Do Lighter Coloured Dogs have More Skin Issues?

Does your furry friend have a lighter coat or lighter patches of fur?

Dogs with lighter coats are just as beautiful as those with darker coats, but they are prone to a few more skin conditions than normal.


The amount of pigmentation your dog produces is what determines their coat colour, meaning the more pigmentation the darker their coat. White coated dogs have a complete lack of pigmentation and this is all part of their genetic make-up. Coat variations even transcend breed, with many dogs of the same breed having a variety of coat colours that can even occur in the same litter!


While skin conditions aren’t exclusive to lighter coated dogs there is one category that shouldn’t be ignored. Sun exposure for light dogs is far more damaging and therefore increases their risk of developing skin cancer.

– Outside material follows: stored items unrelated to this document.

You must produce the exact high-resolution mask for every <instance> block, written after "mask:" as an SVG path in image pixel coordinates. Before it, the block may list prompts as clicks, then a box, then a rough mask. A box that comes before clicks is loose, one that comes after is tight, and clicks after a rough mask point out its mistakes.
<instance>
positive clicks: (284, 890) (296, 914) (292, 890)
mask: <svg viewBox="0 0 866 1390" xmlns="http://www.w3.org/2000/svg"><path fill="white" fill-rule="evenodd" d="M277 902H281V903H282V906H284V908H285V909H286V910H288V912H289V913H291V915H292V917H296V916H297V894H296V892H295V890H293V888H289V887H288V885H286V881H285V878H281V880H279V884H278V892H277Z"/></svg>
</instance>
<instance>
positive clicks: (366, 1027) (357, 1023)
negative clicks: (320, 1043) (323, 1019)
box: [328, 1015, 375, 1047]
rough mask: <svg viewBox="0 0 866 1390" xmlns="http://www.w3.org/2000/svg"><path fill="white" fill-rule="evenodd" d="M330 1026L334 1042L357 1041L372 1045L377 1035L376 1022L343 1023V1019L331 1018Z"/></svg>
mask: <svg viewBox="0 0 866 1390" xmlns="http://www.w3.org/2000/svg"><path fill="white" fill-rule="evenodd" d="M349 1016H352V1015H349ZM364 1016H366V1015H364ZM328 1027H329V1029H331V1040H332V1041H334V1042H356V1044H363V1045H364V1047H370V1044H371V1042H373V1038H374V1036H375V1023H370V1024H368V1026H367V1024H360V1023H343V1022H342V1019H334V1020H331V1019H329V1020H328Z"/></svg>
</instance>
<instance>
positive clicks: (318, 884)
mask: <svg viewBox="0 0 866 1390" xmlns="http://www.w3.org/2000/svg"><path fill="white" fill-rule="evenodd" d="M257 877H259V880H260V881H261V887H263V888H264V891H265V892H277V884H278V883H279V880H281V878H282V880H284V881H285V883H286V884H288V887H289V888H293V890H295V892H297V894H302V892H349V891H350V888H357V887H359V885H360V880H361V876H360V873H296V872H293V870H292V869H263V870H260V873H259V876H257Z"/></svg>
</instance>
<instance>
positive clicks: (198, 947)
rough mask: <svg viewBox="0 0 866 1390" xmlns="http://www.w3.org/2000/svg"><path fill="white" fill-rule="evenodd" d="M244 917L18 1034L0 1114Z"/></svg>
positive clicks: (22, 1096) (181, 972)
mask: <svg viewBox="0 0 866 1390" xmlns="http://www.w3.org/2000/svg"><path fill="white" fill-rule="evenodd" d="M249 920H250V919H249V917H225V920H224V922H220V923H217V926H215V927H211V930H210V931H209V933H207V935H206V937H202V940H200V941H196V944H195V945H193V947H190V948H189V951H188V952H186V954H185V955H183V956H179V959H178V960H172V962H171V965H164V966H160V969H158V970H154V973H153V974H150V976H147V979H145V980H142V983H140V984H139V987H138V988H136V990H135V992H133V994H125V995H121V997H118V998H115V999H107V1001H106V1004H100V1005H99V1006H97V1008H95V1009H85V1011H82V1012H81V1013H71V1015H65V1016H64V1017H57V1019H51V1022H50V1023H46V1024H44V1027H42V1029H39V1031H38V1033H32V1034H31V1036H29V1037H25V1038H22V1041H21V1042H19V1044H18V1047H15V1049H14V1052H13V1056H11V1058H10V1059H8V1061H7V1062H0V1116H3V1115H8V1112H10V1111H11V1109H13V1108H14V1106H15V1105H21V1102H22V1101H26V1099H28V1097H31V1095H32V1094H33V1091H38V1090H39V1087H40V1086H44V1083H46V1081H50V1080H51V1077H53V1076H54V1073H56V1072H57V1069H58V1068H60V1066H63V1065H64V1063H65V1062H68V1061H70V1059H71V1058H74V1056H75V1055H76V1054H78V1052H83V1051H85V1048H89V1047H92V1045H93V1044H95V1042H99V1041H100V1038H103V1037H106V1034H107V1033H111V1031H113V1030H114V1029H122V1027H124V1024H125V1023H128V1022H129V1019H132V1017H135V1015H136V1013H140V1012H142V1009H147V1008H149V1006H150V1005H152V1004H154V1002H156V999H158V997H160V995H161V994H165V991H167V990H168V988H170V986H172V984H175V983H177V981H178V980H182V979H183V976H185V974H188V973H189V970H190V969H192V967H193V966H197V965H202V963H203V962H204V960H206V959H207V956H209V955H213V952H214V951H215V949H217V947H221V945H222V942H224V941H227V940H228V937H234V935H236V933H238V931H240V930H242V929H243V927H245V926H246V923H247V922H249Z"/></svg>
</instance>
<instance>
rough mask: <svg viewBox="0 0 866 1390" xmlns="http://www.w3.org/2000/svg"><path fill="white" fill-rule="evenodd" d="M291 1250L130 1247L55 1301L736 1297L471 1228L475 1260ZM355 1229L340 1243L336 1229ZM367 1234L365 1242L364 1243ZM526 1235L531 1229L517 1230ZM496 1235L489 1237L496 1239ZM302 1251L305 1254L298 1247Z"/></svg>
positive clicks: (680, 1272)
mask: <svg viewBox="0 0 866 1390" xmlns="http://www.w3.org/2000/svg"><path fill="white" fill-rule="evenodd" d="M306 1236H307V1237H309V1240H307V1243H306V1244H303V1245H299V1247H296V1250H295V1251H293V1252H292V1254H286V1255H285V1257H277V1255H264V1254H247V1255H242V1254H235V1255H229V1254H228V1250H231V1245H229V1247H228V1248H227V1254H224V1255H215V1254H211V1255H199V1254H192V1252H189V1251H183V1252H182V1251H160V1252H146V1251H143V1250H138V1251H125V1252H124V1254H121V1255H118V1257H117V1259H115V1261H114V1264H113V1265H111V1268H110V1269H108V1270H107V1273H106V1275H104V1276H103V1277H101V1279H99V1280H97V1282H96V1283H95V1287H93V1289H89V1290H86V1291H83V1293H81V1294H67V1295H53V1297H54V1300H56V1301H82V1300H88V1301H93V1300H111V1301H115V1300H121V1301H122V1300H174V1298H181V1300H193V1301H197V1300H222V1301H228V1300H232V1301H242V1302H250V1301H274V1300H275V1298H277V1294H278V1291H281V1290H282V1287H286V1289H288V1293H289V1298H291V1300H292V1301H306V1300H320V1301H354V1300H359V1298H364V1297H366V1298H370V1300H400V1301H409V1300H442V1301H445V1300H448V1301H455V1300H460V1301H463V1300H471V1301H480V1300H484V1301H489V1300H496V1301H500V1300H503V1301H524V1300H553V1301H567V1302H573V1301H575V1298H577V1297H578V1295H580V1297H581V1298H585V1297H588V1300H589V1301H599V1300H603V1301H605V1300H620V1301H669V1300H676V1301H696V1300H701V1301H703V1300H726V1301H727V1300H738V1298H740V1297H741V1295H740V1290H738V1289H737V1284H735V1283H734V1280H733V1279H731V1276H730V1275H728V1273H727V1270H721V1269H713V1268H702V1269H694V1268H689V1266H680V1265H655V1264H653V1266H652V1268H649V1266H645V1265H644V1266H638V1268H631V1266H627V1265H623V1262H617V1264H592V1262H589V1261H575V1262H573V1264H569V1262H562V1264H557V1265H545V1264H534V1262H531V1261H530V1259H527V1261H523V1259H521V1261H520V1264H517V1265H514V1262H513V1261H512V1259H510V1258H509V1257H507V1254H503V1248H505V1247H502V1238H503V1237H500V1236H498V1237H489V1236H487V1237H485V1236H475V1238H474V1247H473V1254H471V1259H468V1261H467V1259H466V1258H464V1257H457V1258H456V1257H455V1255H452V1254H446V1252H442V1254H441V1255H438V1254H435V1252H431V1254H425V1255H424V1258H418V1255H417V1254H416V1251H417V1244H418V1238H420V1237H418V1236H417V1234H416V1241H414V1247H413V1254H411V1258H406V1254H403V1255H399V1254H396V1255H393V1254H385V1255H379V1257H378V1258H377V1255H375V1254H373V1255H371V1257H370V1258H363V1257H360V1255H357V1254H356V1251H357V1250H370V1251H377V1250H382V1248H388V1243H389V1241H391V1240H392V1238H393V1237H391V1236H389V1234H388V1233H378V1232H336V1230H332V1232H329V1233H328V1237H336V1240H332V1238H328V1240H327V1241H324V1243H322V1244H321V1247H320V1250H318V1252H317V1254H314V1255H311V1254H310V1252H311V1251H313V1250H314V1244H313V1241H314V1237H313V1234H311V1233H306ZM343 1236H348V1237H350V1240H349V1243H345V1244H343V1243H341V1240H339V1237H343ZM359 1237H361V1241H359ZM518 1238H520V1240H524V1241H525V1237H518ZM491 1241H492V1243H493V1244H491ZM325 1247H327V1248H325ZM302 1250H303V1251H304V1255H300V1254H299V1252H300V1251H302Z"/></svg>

Skin cancers that develop from exposure to the sun include hemangiomas, hemangiosarcomas and squamous cell carcinomas and are most commonly diagnosed in the most exposed areas of a dog with a lighter coloured coat. For dogs who sunbathe these areas are commonly on the belly, thighs, face, nose and eyes. They appear in various ways, including a blood blister-like appearance, a patch of discoloration or as lumps and masses on the skin. It is always important to have unusual bumps or markings checked by your Vet as they can range from benign to malignant.


Preventative measures can include protective clothing, a pet-friendly sunscreen or even making sure that exposure to the sun is regulated and reduced to times when the sun’s risk is at it’s minimum.